We simply want to get old guitars into the hands of appreciative players.
Bruce was introduced to old blues and folk music as a child in the 1960s by his father, who had a love for that music, and an impressive collection of record albums to go with it. Bruce began playing the guitar seriously in the late seventies, and was fortunate to study with Dave Van Ronk, Erik Frandsen, and Jack Baker at the Fretted Instrument School of Folk Music in New York City where he concentrated on learning fingerpicking guitar, especially blues and ragtime, in the early 1980s.
Bruce then moved to Philadelphia to attend college and studied with former Winfield fingerpicking champion Rolly Brown. Bruce moved back home to Lancaster, Pa in the early 1990s, where he and his father, Michael Roth, administered the Bessie Smith Society Concert Series at Franklin and Marshall College. After retiring from musical performance in 2003, Bruce was able to pursue his interest in old guitars and other stringed instruments, and he enjoys the thrill of the hunt for these instruments as well as placing them into the hands of musicians who appreciate them.
As a teen in the mid-sixties, Tom’s musical tastes included Cream, The Byrds and Dylan. Before he entered college in the early seventies, Tom worked a wide variety of ‘jobs’ including a funeral home, a factory, and a tour of duty in Viet Nam as an infantry soldier. It was during his college years that Tom gravitated toward older folk music and blues and eventually became a big fan of what’s commonly called ‘country blues’. He was lucky to see a few of the old-timers like Honeyboy Edwards and John Jackson perform, plus many of the contemporary players who play that style.

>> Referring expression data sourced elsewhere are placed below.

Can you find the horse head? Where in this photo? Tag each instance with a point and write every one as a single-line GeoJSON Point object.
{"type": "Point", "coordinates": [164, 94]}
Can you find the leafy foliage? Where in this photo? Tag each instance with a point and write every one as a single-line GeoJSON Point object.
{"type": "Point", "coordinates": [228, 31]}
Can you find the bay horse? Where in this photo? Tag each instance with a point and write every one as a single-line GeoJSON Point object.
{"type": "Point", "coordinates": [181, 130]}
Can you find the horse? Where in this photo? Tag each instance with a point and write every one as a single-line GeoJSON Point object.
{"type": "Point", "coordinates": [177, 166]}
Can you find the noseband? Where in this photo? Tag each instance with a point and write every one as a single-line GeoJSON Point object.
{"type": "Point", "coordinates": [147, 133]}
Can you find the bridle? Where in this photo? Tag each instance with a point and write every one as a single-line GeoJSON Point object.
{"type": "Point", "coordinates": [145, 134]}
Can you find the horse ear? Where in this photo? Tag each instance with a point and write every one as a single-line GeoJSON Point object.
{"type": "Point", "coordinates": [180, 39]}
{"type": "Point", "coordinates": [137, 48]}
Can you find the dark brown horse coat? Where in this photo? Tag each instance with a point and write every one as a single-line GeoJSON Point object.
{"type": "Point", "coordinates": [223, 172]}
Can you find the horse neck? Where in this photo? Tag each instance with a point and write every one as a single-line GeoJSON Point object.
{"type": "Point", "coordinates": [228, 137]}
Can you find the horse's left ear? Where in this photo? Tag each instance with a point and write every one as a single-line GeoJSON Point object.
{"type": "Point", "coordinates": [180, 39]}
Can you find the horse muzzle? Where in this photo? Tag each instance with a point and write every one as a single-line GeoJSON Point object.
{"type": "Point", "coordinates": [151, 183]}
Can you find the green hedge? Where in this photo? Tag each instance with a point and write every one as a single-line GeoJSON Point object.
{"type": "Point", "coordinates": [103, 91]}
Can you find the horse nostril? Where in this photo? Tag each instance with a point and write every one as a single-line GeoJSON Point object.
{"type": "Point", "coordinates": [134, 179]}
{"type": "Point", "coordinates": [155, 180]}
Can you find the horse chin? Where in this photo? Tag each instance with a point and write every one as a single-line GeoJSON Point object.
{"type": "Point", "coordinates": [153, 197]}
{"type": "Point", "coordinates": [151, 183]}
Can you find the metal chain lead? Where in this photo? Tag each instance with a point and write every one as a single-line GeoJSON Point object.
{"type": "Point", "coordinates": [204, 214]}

As a way to better connect with the music of the old players on the early 78 recordings, Tom sold his new Martin and began to seek out older guitars. He settled in on Gibson L-00-type flat tops, and studied with country blues and ragtime with Ari Esinger for a few years. Lately, he’s mostly been playing his Stella 12-string jumbo and chasing the likes of Blind Willie McTell and Leadbelly. Tom’s resolved to being a lousy guitar player, but he’s determined to be the best lousy guitar player out there! Now retired after thirty-one years in public education, he’s begun in earnest to seek American made guitars from before WWII, get them back into playing order, and into the hands of guitar players in a sort of guitar ‘catch and release’ effort.